The remaining five miles were fairly uneventful. There was one nice view, and a 911 memorial.
Stoat and I got to the shelter and set up our hammocks. The cash and Songbird crew were eating dinner on the back “porch” of the shelter, and we joined them.
While we were eating, a woman named Amy walked up from the road nearby. She was carrying containers of freshly baked cookies. Awesome! Then she said that she had an offer for us.
She said, ” In the morning you can hike several miles (north) down the trail. My husband and I have a house nearby and we will make you breakfast.
Then we will drive you 17 miles north and drop you off (on the AT). You can then hike 17 miles south, back to our house, where we will make you dinner. We have plenty of room in our backyard if you want to camp overnight.

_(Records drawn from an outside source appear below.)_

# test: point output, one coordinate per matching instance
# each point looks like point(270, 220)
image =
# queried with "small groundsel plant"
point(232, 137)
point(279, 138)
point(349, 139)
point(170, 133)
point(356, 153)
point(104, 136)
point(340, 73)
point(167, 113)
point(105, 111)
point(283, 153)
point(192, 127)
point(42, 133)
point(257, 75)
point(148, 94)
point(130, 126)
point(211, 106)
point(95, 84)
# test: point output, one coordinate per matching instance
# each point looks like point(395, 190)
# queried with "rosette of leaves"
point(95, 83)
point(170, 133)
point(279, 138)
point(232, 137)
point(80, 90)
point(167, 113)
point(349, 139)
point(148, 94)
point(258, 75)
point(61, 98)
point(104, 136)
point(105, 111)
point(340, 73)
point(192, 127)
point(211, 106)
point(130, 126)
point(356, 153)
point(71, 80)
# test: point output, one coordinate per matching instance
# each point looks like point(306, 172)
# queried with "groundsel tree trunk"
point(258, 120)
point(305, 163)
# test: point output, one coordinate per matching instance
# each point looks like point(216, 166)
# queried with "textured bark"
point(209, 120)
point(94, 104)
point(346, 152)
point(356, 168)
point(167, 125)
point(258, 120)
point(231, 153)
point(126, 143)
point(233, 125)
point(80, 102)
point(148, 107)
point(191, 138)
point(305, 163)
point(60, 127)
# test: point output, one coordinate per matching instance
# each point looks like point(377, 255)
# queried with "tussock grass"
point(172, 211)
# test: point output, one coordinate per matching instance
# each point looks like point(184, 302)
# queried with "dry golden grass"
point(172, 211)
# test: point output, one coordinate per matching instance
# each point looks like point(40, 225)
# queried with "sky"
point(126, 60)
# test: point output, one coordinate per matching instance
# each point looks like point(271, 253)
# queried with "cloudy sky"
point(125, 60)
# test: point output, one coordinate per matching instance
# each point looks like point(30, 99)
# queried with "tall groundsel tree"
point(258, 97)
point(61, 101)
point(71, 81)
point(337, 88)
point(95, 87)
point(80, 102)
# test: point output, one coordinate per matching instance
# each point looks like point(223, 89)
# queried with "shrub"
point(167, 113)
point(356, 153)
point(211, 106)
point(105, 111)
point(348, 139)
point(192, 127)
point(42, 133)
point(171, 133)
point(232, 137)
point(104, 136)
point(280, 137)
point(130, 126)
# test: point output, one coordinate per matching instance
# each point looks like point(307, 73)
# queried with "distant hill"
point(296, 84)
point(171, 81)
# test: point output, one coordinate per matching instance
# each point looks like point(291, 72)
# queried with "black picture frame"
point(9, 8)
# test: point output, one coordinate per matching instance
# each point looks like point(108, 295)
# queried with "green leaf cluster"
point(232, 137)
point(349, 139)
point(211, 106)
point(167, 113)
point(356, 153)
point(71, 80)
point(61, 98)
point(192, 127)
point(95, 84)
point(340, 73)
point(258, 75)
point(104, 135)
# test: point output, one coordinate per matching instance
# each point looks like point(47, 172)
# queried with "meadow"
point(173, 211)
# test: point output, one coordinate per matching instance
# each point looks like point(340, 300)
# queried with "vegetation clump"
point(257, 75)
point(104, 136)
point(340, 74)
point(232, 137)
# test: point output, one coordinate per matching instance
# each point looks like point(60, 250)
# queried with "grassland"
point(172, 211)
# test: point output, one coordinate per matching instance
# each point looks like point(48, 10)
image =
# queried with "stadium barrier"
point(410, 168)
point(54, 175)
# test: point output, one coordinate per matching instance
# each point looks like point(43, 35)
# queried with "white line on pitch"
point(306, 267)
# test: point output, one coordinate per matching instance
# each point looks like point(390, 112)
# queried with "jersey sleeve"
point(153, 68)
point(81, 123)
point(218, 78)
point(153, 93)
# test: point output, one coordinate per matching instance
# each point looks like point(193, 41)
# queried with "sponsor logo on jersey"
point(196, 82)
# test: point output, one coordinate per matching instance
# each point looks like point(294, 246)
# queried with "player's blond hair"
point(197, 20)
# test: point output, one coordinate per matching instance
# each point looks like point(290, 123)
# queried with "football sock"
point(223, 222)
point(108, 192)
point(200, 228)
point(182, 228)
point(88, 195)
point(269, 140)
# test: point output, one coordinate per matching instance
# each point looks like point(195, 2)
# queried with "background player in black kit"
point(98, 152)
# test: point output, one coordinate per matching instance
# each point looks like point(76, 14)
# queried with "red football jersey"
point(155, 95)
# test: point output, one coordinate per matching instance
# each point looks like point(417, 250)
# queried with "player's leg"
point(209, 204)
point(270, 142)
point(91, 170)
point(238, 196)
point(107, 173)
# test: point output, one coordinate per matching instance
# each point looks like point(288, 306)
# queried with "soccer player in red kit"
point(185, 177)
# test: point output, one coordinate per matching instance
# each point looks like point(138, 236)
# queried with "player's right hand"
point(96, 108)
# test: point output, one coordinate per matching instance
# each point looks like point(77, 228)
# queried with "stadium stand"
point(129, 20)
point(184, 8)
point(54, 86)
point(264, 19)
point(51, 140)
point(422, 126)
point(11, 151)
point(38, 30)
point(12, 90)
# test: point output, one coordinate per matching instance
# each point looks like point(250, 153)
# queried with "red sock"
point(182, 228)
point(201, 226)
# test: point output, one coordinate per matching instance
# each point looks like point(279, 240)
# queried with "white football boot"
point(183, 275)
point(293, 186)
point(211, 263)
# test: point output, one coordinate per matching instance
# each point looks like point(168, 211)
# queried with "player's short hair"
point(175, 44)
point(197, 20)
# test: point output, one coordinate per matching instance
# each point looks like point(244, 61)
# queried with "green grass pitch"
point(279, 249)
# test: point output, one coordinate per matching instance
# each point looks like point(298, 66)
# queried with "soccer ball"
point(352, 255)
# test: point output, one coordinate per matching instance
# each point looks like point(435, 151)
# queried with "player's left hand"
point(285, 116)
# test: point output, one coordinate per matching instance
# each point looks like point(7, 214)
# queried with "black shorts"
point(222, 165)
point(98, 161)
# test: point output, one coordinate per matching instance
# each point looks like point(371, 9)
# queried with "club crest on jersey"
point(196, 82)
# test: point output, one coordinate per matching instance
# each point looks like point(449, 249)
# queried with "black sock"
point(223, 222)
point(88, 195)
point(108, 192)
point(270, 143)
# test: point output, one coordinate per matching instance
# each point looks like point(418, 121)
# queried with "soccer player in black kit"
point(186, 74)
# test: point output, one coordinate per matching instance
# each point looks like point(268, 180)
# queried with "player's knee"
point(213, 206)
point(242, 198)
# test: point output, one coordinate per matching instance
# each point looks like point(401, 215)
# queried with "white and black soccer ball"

Then the next day we are having a fourth of July party with food available all day. Oh, we will have a keg of beer as well. You can sleep over again and then well drive you back to where we dropped you off the day before. You can continue your hike northwards from there.”
Everyone’s jaw was on the floor.
Then she added, “My husband is into sky diving and he will be doing a jump on July 5th. It isn’t free but we’ll bring you there if you want to go.”
Minds were blown.
We thanked her, probably not as hardily as we should have, but we were in a state of shock. It sounded too good to be true.
Throughout the day I had been in contact with Flashfire about Zeus’ condition. He was getting better. Flashfire had given him some sort of medication and it seemed to be working. They were not sure if he would be able to hike the next day, but he was on the mend.
They got some trail magic of their own. While they were at the pavilion, soccer teams showed up to play. Flashfire, an avid soccer player, was very happy to watch.
A BBQ grill was brought in. Flashfire watched as soccer players would line up and buy a plate of food. She thought she might as well try to buy some as well. When she went up there she was given two plates that were full of salad, chicken, beans, steak, corn,etc. When she asked how much, they said it was free.
I let her know about the party on July 4th and where it was. If they were able to hike tomorrow they would be able to make it.